Von der AfD erreichte uns nur eine allgemeine Antwort per Briefpost. Die AfD könne als junge Partei noch nicht jedes Politikfeld „beackern“ und habe deshalb auch zu Unternehmensgründung keine festgefügte Parteimeinung.  „Dedizierte, konkrete Antworten auf Ihre Einzelfragen können wir zum jetzigen Zeitpunkt nicht geben.“ Sie verweisen auf ihre Grundprinzipien:

Eines unserer Prinzipien ist „Subsidiarität“, also Hilfe zur Selbsthilfe. Wer die Initiative ergreift, eine Geschäftsidee umzusetzen und ein Unternehmen zu gründen, soll in diesem Unterfangen bestärkt werden. Die vielfältigen bürokratischen, juristischen und fiskalischen Hindernisse, denen sich ein Unternehmensgründer gegenübersieht und die sein Vorhaben behindern und verteuern, sind uns ein Dorn im Auge. Die AfD wird mit ihren noch schwachen Mitteln dagegen ankämpfen, wo immer sie kann.
Ein weiteres Prinzip der AfD ist „Rationalität“. Wenn ein Gemeinderat sich für oder gegen die Ansiedlung eines Unternehmens ausspricht, dann muss dies schlüssig, logisch, nachvollziehbar begründet sein. Eine Entscheidung „aus dem Bauch heraus“ oder nach dem Motto „das machen wir immer so“, lässt die AfD nicht gelten.
Ein drittes Prinzip der AfD ist „Marktwirtschaft“. Eine Geschäftsidee muss sich im Markt bewähren und tragfähig sein. Der Staat oder die Gebietskörperschaften dürfen keine Steuergelder aufwenden, um Unternehmen zu finanzieren oder Venture-Kapital bereitzustellen. Der Staat selbst ist in den meisten Fällen kein guter Unternehmer!
Subventionen dürfen allenfalls für gesellschaftlich wünschenswerte, wirtschaftliche Aktivitäten gewährt werden und auch nur in Form von Abgaben- oder Steuerbegünstigungen, niemals als direkte Geldzahlungen. Allzu oft wurde und wird gegen diesen Grundsatz verstoßen; viele Unternehmen, ja ganze Wirtschaftszweige hängen am Subventionstropf, in der Summe zum Nachteil unserer Volkswirtschaft.

 

Thomas Milber von den REP ergänzte seine Antworten noch:

Über IHK / HWK kann man die Unternehmen in Stuttgart sicher einmal zu einem „round table“ zum Thema Venture Capital zusammenbringen.

Ich selbst habe die Szene anfang des Jahrtausends intensiv beobachtet, und damals gab es keinen Mangel an Initiativen und Veranstaltungen. Vielleicht ist das allgemein etwas eingeschlafen bzw. wird nicht mehr so gehypt (damals gab es auch noch den „Start up“ Wettbewerb und eine jährliche Gründermesse).

 

Wir bedanken uns bei allen, die auf unsere Fragen – insbesondere auch so knapp vor der Wahl – geantwortet haben.

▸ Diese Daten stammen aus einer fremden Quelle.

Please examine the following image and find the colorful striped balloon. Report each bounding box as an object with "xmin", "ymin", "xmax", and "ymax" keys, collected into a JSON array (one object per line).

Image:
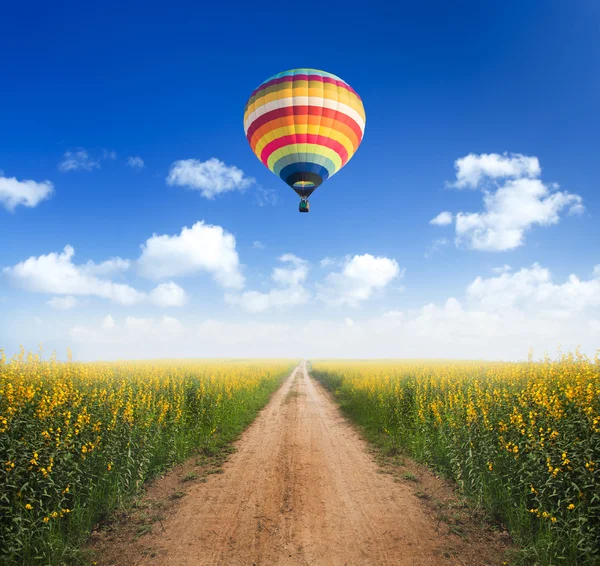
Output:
[{"xmin": 244, "ymin": 69, "xmax": 366, "ymax": 198}]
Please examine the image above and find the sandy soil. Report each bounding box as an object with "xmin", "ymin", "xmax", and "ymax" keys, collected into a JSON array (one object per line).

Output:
[{"xmin": 98, "ymin": 364, "xmax": 510, "ymax": 566}]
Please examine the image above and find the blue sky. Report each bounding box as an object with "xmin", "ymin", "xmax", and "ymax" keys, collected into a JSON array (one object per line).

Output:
[{"xmin": 0, "ymin": 0, "xmax": 600, "ymax": 359}]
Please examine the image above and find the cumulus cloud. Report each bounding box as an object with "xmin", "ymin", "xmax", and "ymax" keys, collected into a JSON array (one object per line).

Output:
[
  {"xmin": 319, "ymin": 254, "xmax": 404, "ymax": 306},
  {"xmin": 425, "ymin": 238, "xmax": 450, "ymax": 259},
  {"xmin": 46, "ymin": 295, "xmax": 79, "ymax": 311},
  {"xmin": 58, "ymin": 149, "xmax": 100, "ymax": 173},
  {"xmin": 2, "ymin": 245, "xmax": 185, "ymax": 310},
  {"xmin": 456, "ymin": 179, "xmax": 582, "ymax": 251},
  {"xmin": 150, "ymin": 281, "xmax": 187, "ymax": 307},
  {"xmin": 452, "ymin": 153, "xmax": 542, "ymax": 189},
  {"xmin": 466, "ymin": 263, "xmax": 600, "ymax": 318},
  {"xmin": 167, "ymin": 157, "xmax": 256, "ymax": 199},
  {"xmin": 431, "ymin": 154, "xmax": 584, "ymax": 251},
  {"xmin": 127, "ymin": 155, "xmax": 144, "ymax": 169},
  {"xmin": 137, "ymin": 221, "xmax": 244, "ymax": 289},
  {"xmin": 59, "ymin": 264, "xmax": 600, "ymax": 360},
  {"xmin": 492, "ymin": 263, "xmax": 512, "ymax": 273},
  {"xmin": 80, "ymin": 257, "xmax": 131, "ymax": 276},
  {"xmin": 429, "ymin": 211, "xmax": 452, "ymax": 226},
  {"xmin": 69, "ymin": 315, "xmax": 183, "ymax": 350},
  {"xmin": 0, "ymin": 171, "xmax": 54, "ymax": 212},
  {"xmin": 225, "ymin": 254, "xmax": 311, "ymax": 313},
  {"xmin": 254, "ymin": 186, "xmax": 279, "ymax": 206}
]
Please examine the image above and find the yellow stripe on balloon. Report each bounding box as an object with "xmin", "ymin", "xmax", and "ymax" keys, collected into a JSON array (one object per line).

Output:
[
  {"xmin": 244, "ymin": 89, "xmax": 366, "ymax": 123},
  {"xmin": 254, "ymin": 124, "xmax": 356, "ymax": 156}
]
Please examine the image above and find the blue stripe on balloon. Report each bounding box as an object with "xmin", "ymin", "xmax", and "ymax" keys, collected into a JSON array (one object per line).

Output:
[
  {"xmin": 273, "ymin": 153, "xmax": 335, "ymax": 180},
  {"xmin": 279, "ymin": 162, "xmax": 329, "ymax": 182}
]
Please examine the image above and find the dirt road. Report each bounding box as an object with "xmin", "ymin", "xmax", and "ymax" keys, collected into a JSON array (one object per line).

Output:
[{"xmin": 102, "ymin": 364, "xmax": 506, "ymax": 566}]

Natürlich ist unsere Umfrage sehr einseitig und monothematisch. Und eine Wahlentscheidung solltet ihr nicht allein aufgrund dieser Antworten hier treffen. Insofern bleibt uns noch zu sagen: Informiert euch und geht zur Wahl. Insbesondere bei der Kommunalwahl habt ihr direkt vor eurer Haustür die Möglichkeit, mitzuentscheiden. Also seid dabei!